Berdasarkan pada ayat ini, Syaiful Karim pada youtube efisode ke 032, 12 Oktober
2020 menjelaskan bahwa ada dua kemampuan melihat yang dimiliki oleh manusia, yaitu
kemampuan melihat secara fisik dan kemampuan melihat secara batin.
Kemampuan melihat dengan batin yang
dimaksud adalah kemampuan melihat hakikat-hakikat kejadian sesuai dengan
kehendak Allah, dengan ukuran bahwa seluruh kejadian di muka bumi bagi orang
yang sudah mampu melihat dengan mata batin, semuanya tidak akan berpengaruh buruk
dan akan tetap menjadi keberuntungan.
Selanjutnya, Syaiful Karim
menjelaskan makna “bumi” dalam surat lainnya, “Dan Dialah yang menjadikan
kamu penguasa-penguasa di bumi dan Dia meninggikan sebahagian kamu atas
sebahagian (yang lain) beberapa derajat, untuk mengujimu tentang apa yang
diberikan-Nya kepadamu. Sesungguhnya Tuhanmu amat cepat siksaan-Nya, dan
sesungguhnya Dia Maha Pengampun lagi Maha Penyayang.” (Al-An’aam, 6:165).
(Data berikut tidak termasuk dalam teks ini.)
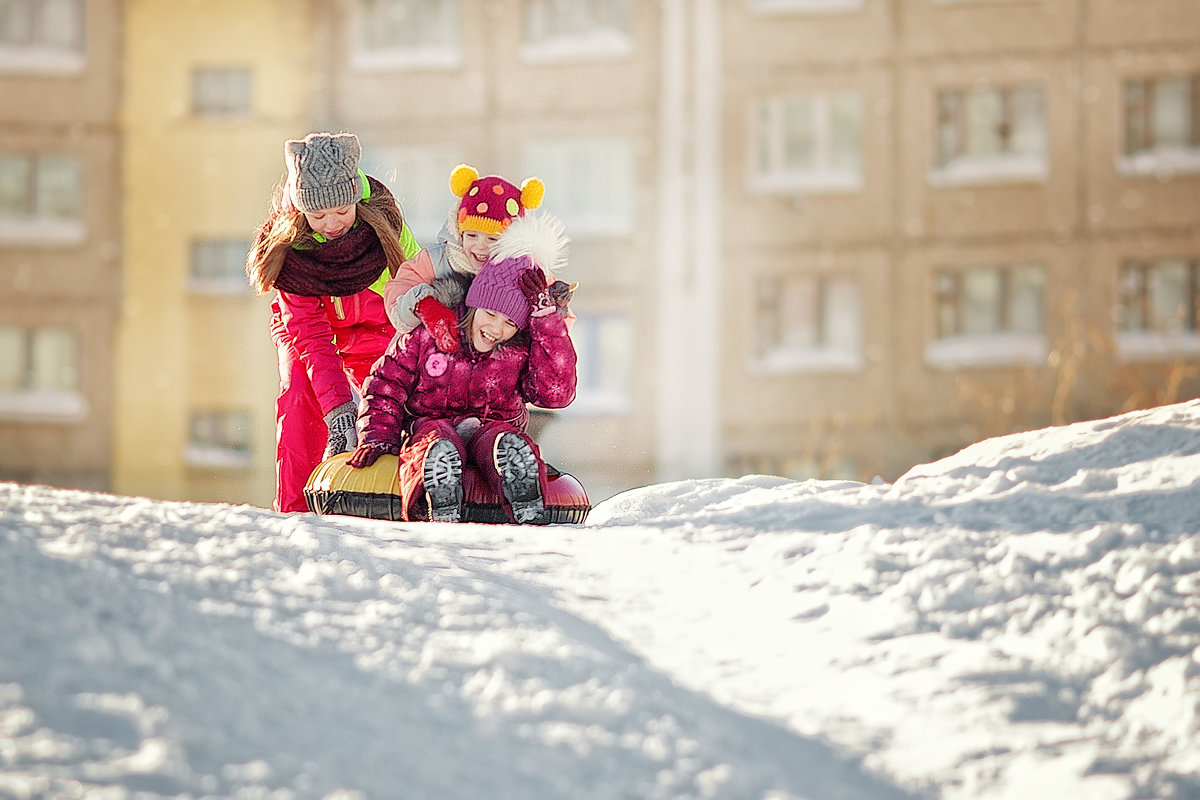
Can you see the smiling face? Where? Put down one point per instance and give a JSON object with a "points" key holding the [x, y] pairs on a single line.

Ibn’ Arabi mengatakan, “bumi
adalah manusia berbadan besar”. Maka sebaliknya manusia adalah bumi kecil. Analogi
ini dapat kita pahami dari penjelasan-penjelasan Al-Qur’an bahwa sistem penciptaan
alam semesta dan penciptaan manusia memiliki kesamaan. Jika bumi adalah Al-Qur’an,
maka manusia sendiri adalah Al-Qur’an. Untuk itu, para filsuf membagi alam
menjadi dua yaitu alam makro dan mikro. Manusia adalah alam mikro.
Maka ketika Allah mengatakan, “Dialah
yang menjadikan kamu penguasa-penguasa di bumi”. Bumi di sini bisa bermakna
makro dan mikro. Maka makna bumi mikro menjadi tafsir bahwa setiap manusia
dijadikan penguasa-penguasa dirinya sendiri. Tafsir ini digunakan oleh Syaiful
Karim untuk menjadikan diri kita menjadi pengatur diri kita sendiri.
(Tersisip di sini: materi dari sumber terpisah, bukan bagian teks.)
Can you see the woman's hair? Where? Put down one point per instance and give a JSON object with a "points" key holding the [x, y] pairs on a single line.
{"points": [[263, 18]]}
Manusia-manusia yang menjadi penguasa bagi dirinya sendiri adalah manusia yang
bisa mengendalikan seluruh kehendaknya berada di atas kehendak Allah. Iniah
kekuasaan sesungguhnya yang harus dimiliki oleh setiap individu.
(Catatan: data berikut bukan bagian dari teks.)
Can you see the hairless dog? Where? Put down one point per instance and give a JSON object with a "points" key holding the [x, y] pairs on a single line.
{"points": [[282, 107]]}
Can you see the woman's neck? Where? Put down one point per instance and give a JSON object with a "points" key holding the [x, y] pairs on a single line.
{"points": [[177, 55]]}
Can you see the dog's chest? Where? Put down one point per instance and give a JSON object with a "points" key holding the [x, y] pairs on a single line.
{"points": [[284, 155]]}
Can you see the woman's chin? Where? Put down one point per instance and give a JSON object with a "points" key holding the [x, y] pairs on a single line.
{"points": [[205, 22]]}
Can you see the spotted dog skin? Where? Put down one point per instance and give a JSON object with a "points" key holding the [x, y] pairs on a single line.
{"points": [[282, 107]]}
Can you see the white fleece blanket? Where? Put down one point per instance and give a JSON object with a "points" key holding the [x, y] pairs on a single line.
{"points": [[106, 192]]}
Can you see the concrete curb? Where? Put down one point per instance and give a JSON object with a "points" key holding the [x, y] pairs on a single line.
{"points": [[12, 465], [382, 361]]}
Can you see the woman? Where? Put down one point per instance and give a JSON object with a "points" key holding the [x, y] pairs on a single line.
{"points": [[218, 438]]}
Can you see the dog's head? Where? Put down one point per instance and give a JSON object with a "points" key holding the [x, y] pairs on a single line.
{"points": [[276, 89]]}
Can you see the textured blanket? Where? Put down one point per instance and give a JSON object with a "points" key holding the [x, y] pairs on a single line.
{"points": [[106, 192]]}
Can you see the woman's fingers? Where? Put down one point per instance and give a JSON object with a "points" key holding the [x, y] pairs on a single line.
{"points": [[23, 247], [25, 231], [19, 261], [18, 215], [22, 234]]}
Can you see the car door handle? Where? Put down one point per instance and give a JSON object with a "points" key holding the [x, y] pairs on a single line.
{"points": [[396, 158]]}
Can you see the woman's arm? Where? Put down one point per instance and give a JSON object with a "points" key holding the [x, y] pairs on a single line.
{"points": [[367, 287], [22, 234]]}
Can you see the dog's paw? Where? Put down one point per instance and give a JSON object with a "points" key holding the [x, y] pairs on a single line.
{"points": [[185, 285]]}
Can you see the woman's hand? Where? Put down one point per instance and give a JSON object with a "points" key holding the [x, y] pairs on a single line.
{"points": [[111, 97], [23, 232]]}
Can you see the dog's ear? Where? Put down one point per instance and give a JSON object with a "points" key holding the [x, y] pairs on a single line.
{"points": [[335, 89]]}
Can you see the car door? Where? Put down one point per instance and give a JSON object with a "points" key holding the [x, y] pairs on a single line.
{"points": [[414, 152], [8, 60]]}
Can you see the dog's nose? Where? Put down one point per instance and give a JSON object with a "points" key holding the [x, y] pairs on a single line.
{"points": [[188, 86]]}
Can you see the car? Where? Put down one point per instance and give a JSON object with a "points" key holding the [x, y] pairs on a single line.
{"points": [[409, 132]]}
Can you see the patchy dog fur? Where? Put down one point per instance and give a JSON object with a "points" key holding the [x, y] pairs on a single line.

Manusia-manusia yang bisa mengendalikan dirinya di atas kehendak Allah, adalah
mereka yang bisa melihat semua kejadian dengan mata batinnya.
Lalu bagaimana cara agar kita bisa
melihat dengan mata batin? Objek penglihatan fisik adalah benda atau kejadian,
kemudian dipersespi akal berdasarkan pengetahuan yang berhasil diingat oleh
memori. Stok pengetahuan yang diingat memori adalah kunci objek yang dilihat
bisa diberi makna. Kebanyakan orang memberi makna sebuah objek dengan
pengetahuan yang di dapat dari alam atau pengalaman. Ilmu dan sains mempersepsi
objek dengan pengetahuan alam dan pengalaman (percobaan atau penelitian). Maka
dari itu, ilmu atau sains melatih penglihatan fisik karena objek yang diteliti berdasar
pengetahuan dari hasil penelitian atau pengalaman.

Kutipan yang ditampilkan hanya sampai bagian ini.